For some stories, a chronological introduction of events makes sense, while for others it does not. Consider the painters example, in which the career of Matisse adds context to the career of Dalí. Additionally, to achieve expressive narrative design, you can make use of animation, highlighting, and annotation to incrementally reveal parts of a narrative, and allow the viewer to make new comparisons.
Creative routine timelines
A second example attempts to tie all of these design considerations together. This video presents the daily routines of famous creative people, one inspired by infographics by Podio and RJ Andrews (a.k.a. Info We Trust), which in turn drew from Mason Currey‘s 2013 book Daily Rituals: How Artists Work.

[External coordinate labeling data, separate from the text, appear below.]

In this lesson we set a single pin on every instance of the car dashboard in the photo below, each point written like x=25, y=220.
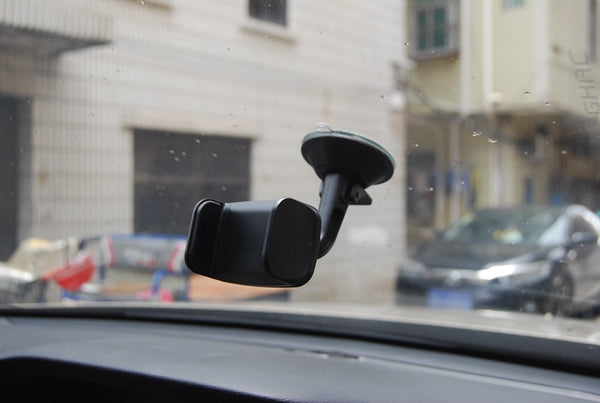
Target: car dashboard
x=102, y=359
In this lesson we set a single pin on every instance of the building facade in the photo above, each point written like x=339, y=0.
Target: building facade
x=491, y=123
x=124, y=113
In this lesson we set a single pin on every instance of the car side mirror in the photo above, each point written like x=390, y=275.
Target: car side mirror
x=277, y=243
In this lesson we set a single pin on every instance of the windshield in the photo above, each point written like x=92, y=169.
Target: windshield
x=503, y=226
x=117, y=117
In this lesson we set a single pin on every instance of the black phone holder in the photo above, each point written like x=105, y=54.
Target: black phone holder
x=277, y=243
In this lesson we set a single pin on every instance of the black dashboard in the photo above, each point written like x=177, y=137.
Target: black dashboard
x=79, y=359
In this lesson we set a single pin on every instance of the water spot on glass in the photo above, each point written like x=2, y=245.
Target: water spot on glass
x=323, y=127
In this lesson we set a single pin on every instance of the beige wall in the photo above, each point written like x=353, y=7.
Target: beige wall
x=204, y=66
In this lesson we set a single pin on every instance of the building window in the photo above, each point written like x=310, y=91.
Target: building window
x=435, y=27
x=510, y=4
x=273, y=11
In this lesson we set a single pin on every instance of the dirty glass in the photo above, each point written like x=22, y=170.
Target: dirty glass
x=118, y=116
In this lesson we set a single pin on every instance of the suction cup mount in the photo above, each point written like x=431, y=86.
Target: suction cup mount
x=347, y=164
x=250, y=242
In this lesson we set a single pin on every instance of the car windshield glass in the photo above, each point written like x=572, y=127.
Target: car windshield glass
x=504, y=226
x=398, y=156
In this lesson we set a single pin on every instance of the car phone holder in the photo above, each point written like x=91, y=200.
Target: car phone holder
x=277, y=243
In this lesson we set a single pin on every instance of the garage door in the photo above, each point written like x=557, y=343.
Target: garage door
x=175, y=170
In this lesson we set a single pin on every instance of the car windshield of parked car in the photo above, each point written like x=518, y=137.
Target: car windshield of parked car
x=509, y=226
x=327, y=140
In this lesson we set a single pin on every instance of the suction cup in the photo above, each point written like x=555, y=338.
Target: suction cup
x=347, y=164
x=363, y=161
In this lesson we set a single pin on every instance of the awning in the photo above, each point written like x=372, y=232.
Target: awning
x=50, y=27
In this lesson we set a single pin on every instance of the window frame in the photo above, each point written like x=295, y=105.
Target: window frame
x=450, y=27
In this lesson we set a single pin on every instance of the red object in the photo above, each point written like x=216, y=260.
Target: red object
x=76, y=272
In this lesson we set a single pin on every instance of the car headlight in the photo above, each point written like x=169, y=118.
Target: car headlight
x=513, y=271
x=412, y=267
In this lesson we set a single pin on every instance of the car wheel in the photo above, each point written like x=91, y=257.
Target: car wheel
x=559, y=293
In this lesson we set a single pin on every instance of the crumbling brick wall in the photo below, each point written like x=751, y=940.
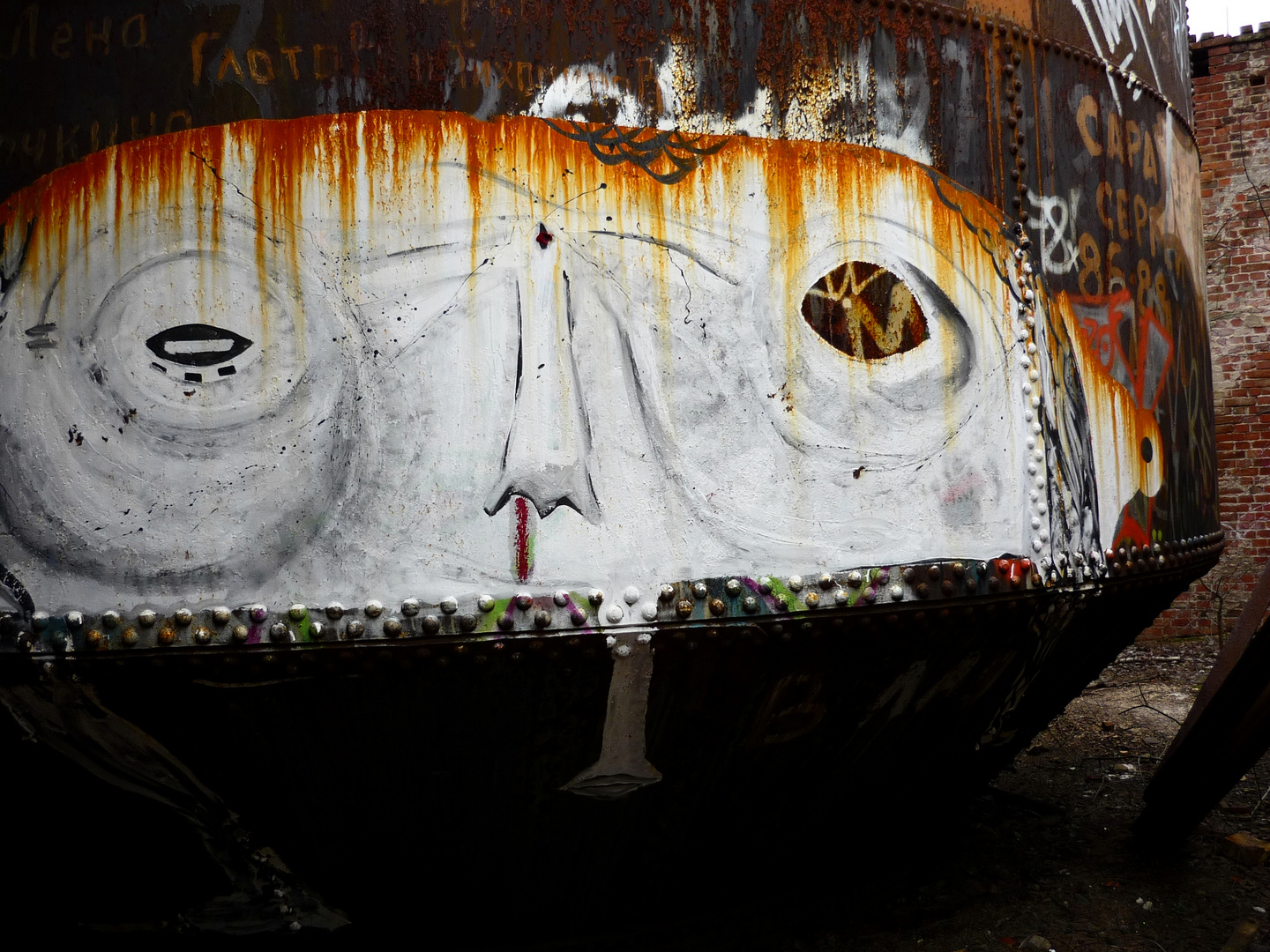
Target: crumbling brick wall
x=1232, y=127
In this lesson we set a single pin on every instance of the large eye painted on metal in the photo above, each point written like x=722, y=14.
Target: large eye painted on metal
x=198, y=346
x=865, y=311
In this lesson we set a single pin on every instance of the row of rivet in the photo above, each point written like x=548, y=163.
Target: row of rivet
x=1024, y=36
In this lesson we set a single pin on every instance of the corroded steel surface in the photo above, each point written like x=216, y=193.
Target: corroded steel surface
x=517, y=344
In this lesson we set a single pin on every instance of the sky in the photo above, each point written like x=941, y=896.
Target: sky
x=1226, y=17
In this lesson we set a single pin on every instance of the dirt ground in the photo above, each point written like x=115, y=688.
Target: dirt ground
x=1044, y=853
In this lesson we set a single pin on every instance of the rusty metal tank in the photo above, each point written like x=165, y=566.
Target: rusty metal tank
x=453, y=435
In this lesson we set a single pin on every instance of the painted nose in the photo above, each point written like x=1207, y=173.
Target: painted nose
x=549, y=438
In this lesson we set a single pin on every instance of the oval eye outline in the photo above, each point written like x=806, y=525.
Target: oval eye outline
x=865, y=311
x=197, y=344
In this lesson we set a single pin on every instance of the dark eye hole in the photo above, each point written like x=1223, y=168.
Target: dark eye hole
x=865, y=311
x=197, y=344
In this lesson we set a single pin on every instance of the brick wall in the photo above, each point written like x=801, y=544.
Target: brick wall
x=1232, y=127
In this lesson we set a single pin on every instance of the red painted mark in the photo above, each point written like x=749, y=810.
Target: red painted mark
x=522, y=531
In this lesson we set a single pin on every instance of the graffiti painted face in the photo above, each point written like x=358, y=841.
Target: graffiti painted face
x=282, y=361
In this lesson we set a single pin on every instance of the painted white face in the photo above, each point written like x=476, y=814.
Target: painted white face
x=469, y=355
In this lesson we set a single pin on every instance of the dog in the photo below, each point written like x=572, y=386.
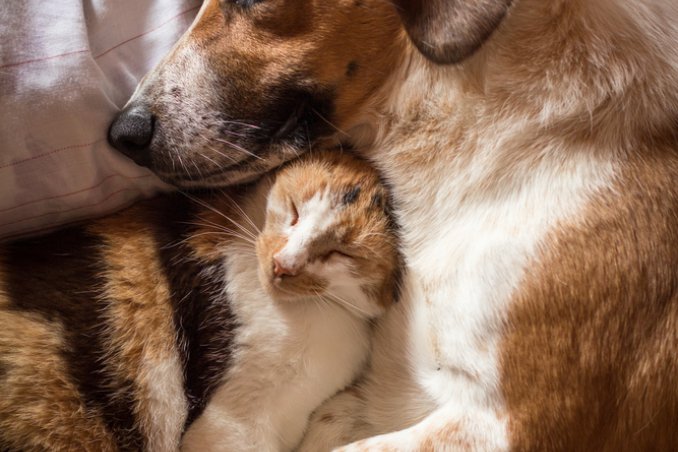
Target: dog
x=532, y=152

In this video, you will encounter a set of radial timelines depicting a typical 24 hours in the lives of 26 writers, artists, composers, and the like. When they work, eat, sleep, exercise, and do other activities. A good starting point is to ask: when do creative people create? Are people similar in this regard? You can also ask about the relationship between sleep and creativity. What about variation and creativity? A chronological scale isn’t the best way to convey the number or heterogeneity of activities. Instead, it’s better to use a sequential scale to highlight these aspects. And to determine who varied the most and least, a linear representation is perhaps better than a radial one. Toward the end of the video, a chronological scale returns. This scale allows you to compare timelines just by scanning up and down, to spot synchronocities such as who works or sleeps at the same time of day. It also invites you to compare your own daily rhythm to those of these creative people.
Conclusion
Despite the apparent simplicity of the question of “What happened when?”, this post hopefully relayed the richness of the timeline design space. You have different visual representations and different time scales at your disposal that serve different communicative purposes. This design space grows even richer when you use dynamic storytelling elements like incremental reveal, selective highlighting, animated transitions, and an annotation layer comprised of labels and captions (metadata for events or for the timeline itself, respectively).
Timeline Storyteller
The tool that generated the video examples in this post is an interactive visualization authoring and presentation tool called Timeline Storyteller, a realization of the timeline design space and the considerations for storytelling described above. This tool is open-source and free to use in your browser at timelinestoryteller.com. It was released by Microsoft Research as an open-source web application in January 2017, and later as a free add-on to Microsoft Power BI, which allows you to publish timeline stories such as iFrames (here’s an example). You can also see Timeline Storyteller featured in the opening keynote of the 2017 Microsoft Data Insights Summit and in a 2017 OpenVisConf presentation, or you can read about it in a 2019 Computation + Journalism symposium paper.